About Parse Trees

VisualText analyzers build and use a single parse tree (or tree, for short) which is a data structure that tracks the patterns that have matched within the input text. Building parse trees is similar to the sentence diagramming taught in elementary school. The first pass of every analyzer tokenizes the text, that is, it converts a stream of characters to a parse tree in which alphabetic, numeric, whitespace, and punctuation are grouped into units called nodes. Below is a tokenized parse tree as displayed in the Parse Tree View.

 

 

Parse Tree Terminology

Each line in the display above corresponds to one node of the parse tree. The root, or top-level node of the parse tree, is named _ROOT and appears at the top of the display. The remaining nodes are children of the root, and the root is their parent. Generations, or levels, of nodes in the parse tree are indicated by indentation. The phrase or list of children are all in a sibling relationship to each other. In general, a parse tree has more levels than shown above. We speak of ancestors and descendants to describe the relationships between nodes at different levels of the parse tree.

A token, literal, leaf, or terminal node, represents a literal text. Tokens are drawn with red dashes, as above. A nonterminal (or abstract) node is one with descendants. We say that a nonterminal node dominates its descendant nodes. Nonterminal nodes are drawn with a grey pentagon. The root node is the only nonterminal in the above tree. When selected, a node's color changes to blue.

Terminal Nodes

A terminal node is a token and represents words, numbers, whitespace, and punctuation. The format for terminal nodes is as follows:

nodename::(node_type info1 info2.. ("var1" "val")...) text-associated-with-node

The node type identifies the type of token. It is one of alpha (for alphabetic), num (for number), white (for whitespace), or punct (for punctuation). Information about the node follows the node type. Flag settings such as unsealed (or un), built, and fired may be shown in abbreviated form. Variables and values attached to the node may be displayed on the node line as well. Each variable and value-list is a parenthesized list of the form ("varname" "value1" "value2" ... ).

Nonterminal Nodes

A nonterminal node is a node with descendants. An underscore is normally the first character in the name of a nonterminal. The format for nonterminal nodes in the parse tree is as follows:

_nodename::(node info1 info2) text-associated-with-node

For example, a non-terminal node _company created when the rule matcher encountered the company name "Text Analysis International" in a text might look like:

_company::(node un) Text Analysis International

The information following the node type is as described for terminal nodes above.

Distinguishing Terminal and Nonterminal Nodes

You can distinguish between terminal and nonterminal nodes by the symbols used in the parse tree display.

    denotes a nonterminal node, and

    denotes a terminal node.

When a node is selected in a parse tree view, the icon for the selected node turns blue.
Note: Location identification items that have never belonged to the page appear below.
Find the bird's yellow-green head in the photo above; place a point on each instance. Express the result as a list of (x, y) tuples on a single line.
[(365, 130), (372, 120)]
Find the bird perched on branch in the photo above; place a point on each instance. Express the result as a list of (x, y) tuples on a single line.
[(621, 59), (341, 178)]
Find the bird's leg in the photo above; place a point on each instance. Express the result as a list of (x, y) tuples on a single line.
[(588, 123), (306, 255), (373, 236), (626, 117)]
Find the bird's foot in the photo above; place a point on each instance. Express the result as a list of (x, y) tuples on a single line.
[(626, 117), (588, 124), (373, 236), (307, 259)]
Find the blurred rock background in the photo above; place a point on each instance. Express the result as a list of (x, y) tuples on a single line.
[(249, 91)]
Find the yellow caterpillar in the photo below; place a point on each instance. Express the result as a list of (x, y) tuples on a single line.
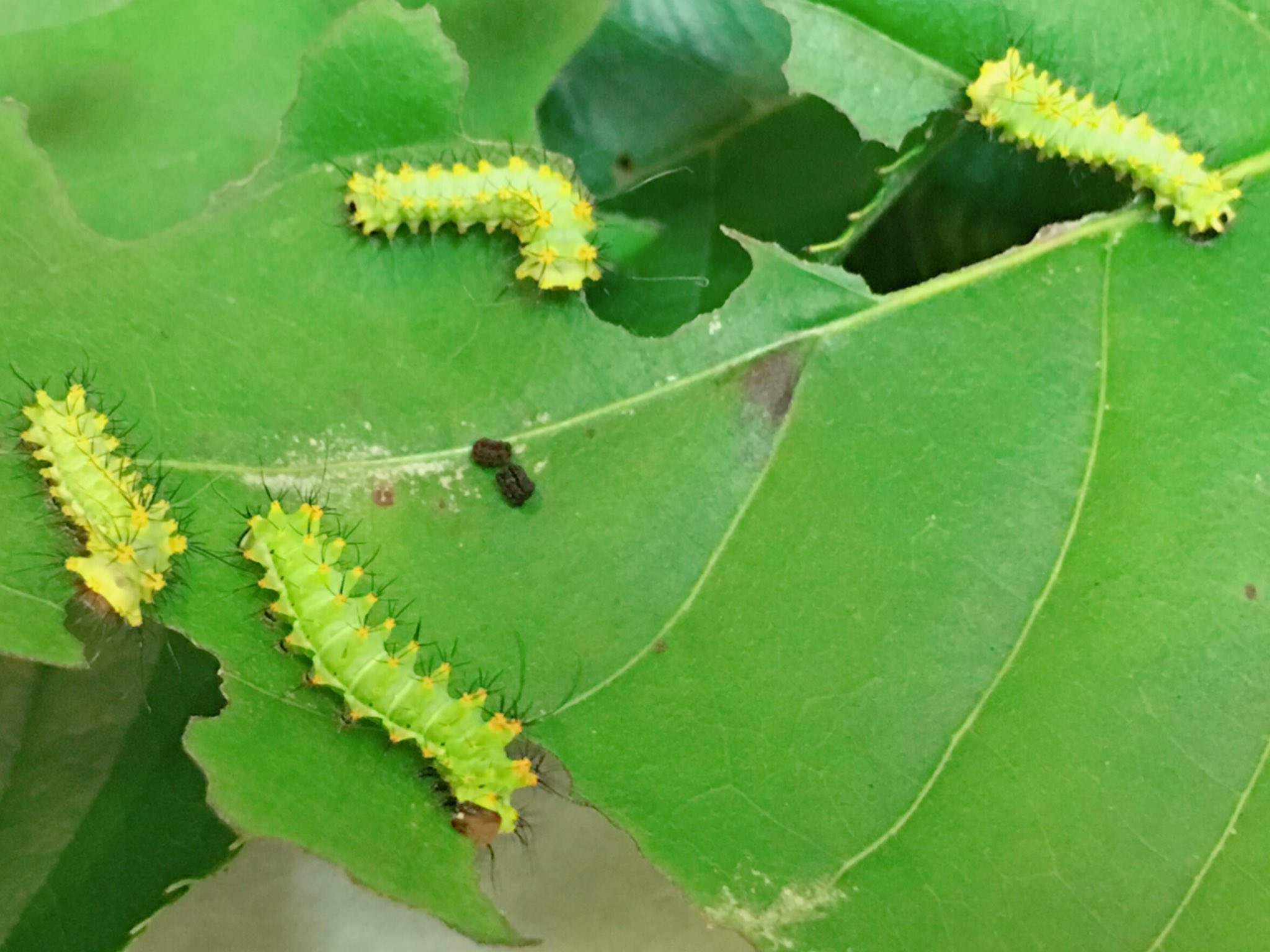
[(127, 531), (1057, 120), (549, 215)]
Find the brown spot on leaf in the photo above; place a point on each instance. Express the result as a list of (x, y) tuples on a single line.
[(770, 382)]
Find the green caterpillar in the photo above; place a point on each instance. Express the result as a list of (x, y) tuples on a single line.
[(1041, 112), (381, 674), (541, 207), (128, 536)]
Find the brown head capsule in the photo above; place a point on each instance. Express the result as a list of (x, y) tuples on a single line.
[(475, 823)]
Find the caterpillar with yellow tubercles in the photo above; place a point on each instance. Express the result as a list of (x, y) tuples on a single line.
[(549, 215), (1041, 112), (358, 649), (127, 531)]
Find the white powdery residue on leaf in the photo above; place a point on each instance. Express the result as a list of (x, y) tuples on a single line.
[(342, 469), (794, 906)]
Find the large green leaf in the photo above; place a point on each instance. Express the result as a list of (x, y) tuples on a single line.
[(925, 621), (678, 115), (100, 809), (149, 107), (33, 598)]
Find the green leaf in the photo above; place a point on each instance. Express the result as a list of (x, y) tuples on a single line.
[(1201, 74), (23, 15), (102, 811), (33, 599), (146, 108), (884, 87), (933, 620)]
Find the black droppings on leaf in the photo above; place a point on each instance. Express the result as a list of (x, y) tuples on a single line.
[(383, 494), (492, 452), (515, 484)]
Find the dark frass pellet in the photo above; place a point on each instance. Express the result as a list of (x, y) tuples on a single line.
[(515, 484), (492, 452)]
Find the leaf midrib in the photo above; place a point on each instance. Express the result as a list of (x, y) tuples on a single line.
[(1112, 224)]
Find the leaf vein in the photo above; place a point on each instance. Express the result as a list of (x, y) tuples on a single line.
[(1038, 606)]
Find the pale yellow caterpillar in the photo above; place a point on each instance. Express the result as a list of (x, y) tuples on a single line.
[(1042, 112), (128, 536)]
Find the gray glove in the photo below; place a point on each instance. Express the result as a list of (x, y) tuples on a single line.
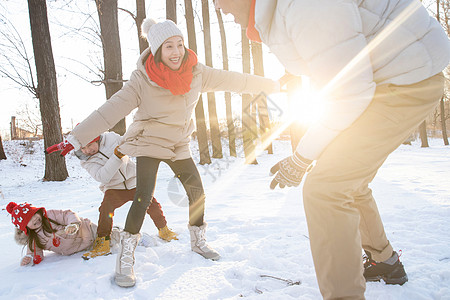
[(289, 171)]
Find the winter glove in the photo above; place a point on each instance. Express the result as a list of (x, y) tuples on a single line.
[(71, 229), (289, 171), (65, 146), (118, 153)]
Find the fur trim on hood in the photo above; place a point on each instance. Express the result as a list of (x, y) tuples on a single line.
[(20, 237)]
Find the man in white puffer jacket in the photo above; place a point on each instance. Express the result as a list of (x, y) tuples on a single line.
[(378, 65), (117, 176)]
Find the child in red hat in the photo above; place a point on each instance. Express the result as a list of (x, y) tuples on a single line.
[(60, 231)]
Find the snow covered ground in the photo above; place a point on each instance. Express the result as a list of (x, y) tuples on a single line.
[(256, 230)]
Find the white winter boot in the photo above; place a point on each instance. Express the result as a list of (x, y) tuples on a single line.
[(124, 276), (198, 242)]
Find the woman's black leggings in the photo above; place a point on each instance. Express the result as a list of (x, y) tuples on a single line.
[(147, 168)]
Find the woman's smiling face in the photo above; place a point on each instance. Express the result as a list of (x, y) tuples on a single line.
[(172, 52), (35, 222)]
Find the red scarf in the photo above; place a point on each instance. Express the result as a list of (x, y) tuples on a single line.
[(178, 81), (251, 32)]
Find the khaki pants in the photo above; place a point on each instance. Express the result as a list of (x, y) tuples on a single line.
[(341, 213)]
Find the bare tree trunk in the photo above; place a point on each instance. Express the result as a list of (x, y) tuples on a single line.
[(263, 111), (47, 91), (140, 16), (202, 136), (212, 111), (423, 134), (444, 126), (171, 10), (248, 122), (229, 112), (2, 152), (109, 27)]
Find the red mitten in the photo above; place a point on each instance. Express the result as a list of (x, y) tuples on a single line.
[(65, 148)]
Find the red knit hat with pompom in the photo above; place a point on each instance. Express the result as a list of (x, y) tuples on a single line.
[(21, 214)]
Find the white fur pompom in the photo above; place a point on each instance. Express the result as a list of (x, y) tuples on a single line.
[(146, 24)]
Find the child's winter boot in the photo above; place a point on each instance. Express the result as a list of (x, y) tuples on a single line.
[(198, 242), (390, 270), (101, 247), (124, 275), (166, 234)]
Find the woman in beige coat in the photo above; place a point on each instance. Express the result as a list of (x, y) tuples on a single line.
[(165, 88)]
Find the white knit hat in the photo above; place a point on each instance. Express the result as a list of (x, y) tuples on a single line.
[(157, 33)]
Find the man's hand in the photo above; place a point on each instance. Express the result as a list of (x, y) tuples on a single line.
[(289, 171), (65, 147)]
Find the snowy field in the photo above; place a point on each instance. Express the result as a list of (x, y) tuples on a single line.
[(257, 231)]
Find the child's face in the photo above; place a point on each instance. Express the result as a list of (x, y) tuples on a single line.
[(90, 149), (35, 222)]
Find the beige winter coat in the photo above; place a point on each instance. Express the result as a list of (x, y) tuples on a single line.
[(163, 123), (347, 48), (70, 244), (111, 171)]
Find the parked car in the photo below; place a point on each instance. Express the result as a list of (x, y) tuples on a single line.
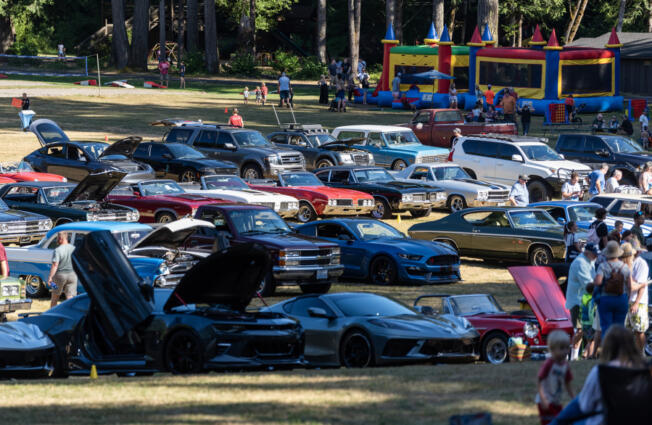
[(77, 159), (502, 158), (390, 195), (120, 327), (496, 326), (159, 201), (234, 189), (255, 156), (66, 202), (510, 234), (462, 190), (317, 199), (619, 152), (434, 127), (319, 148), (359, 329), (375, 251), (301, 260), (392, 147)]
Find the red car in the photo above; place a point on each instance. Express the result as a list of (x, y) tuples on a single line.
[(160, 201), (541, 290), (317, 199)]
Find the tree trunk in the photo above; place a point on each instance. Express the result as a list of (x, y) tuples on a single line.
[(192, 23), (321, 31), (210, 36), (139, 36)]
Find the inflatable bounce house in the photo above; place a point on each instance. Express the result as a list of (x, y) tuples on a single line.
[(542, 75)]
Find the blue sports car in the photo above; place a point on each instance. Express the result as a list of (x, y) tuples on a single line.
[(376, 251)]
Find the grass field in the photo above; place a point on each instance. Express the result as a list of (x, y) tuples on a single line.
[(401, 395)]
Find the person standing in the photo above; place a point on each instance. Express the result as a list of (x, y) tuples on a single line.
[(61, 273)]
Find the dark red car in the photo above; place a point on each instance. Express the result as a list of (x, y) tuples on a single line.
[(160, 201), (541, 290)]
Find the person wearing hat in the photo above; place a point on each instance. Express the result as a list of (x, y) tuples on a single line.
[(580, 274), (612, 280), (519, 196)]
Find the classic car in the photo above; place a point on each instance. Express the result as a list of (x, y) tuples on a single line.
[(77, 159), (357, 329), (159, 201), (32, 263), (66, 202), (21, 227), (234, 189), (390, 195), (392, 147), (499, 233), (180, 162), (373, 250), (123, 326), (496, 326), (23, 172), (301, 260), (319, 148), (462, 190), (315, 198)]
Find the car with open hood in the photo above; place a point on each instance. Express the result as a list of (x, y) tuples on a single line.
[(77, 159), (359, 329), (122, 325), (547, 313), (66, 202)]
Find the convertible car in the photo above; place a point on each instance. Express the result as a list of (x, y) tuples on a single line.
[(376, 251), (123, 326), (356, 329), (500, 233)]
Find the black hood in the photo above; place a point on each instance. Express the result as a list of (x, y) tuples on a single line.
[(230, 277), (95, 187)]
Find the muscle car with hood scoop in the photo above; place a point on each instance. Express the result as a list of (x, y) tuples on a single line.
[(123, 326), (66, 202), (76, 159)]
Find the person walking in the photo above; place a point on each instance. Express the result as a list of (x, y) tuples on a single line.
[(62, 277)]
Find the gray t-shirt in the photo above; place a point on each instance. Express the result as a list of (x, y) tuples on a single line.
[(63, 256)]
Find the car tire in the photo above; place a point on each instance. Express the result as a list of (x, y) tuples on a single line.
[(494, 348), (540, 256), (356, 350), (183, 353), (383, 271)]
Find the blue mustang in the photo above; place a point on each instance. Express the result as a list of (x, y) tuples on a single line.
[(32, 263), (376, 251)]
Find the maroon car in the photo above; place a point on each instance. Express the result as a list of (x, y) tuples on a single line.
[(160, 201)]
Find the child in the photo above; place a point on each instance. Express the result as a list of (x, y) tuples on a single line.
[(554, 375)]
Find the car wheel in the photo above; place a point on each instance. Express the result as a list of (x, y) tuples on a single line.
[(456, 203), (540, 256), (356, 350), (382, 271), (494, 348), (183, 353)]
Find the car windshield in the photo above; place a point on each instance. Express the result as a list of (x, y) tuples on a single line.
[(300, 179), (250, 138), (376, 229), (370, 305), (469, 305), (401, 138), (224, 182), (160, 188), (250, 222), (374, 175), (533, 219)]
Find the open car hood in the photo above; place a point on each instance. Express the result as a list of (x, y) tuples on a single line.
[(230, 278), (172, 235), (95, 187), (541, 290)]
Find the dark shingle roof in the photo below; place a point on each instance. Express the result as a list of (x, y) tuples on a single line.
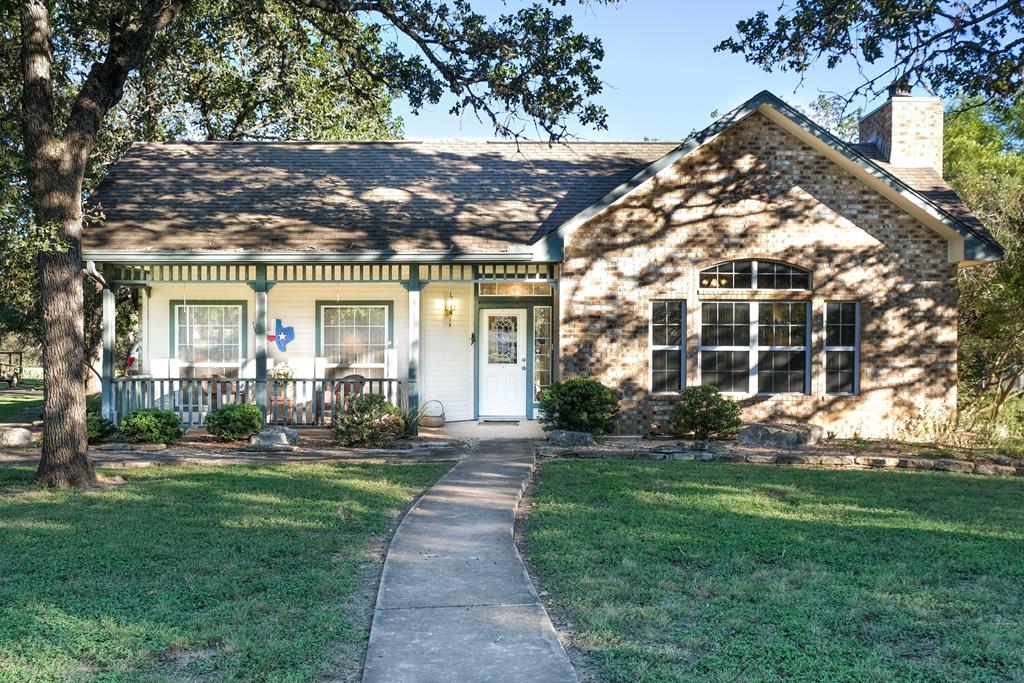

A nonterminal is blue when selected and grey otherwise. A terminal is blue when selected and red otherwise. You can collapse and expand nodes by clicking on the + and - symbols.

Final Parse Tree

The final parse tree is the tree produced by fully analyzing a text with a text analyzer.

Intermediate Parse Tree

VisualText enables you to view the parse tree after each pass has executed. Each such intermediate parse tree records the patterns found in the input text by the analyzer passes up to and including the current pass.

Concept Tree

The concept tree is a parse tree that contains only nodes that have been built for the selected pass in the analyzer sequence.  The concept tree view lets you quickly check which nodes were created in order to step through your analyzer.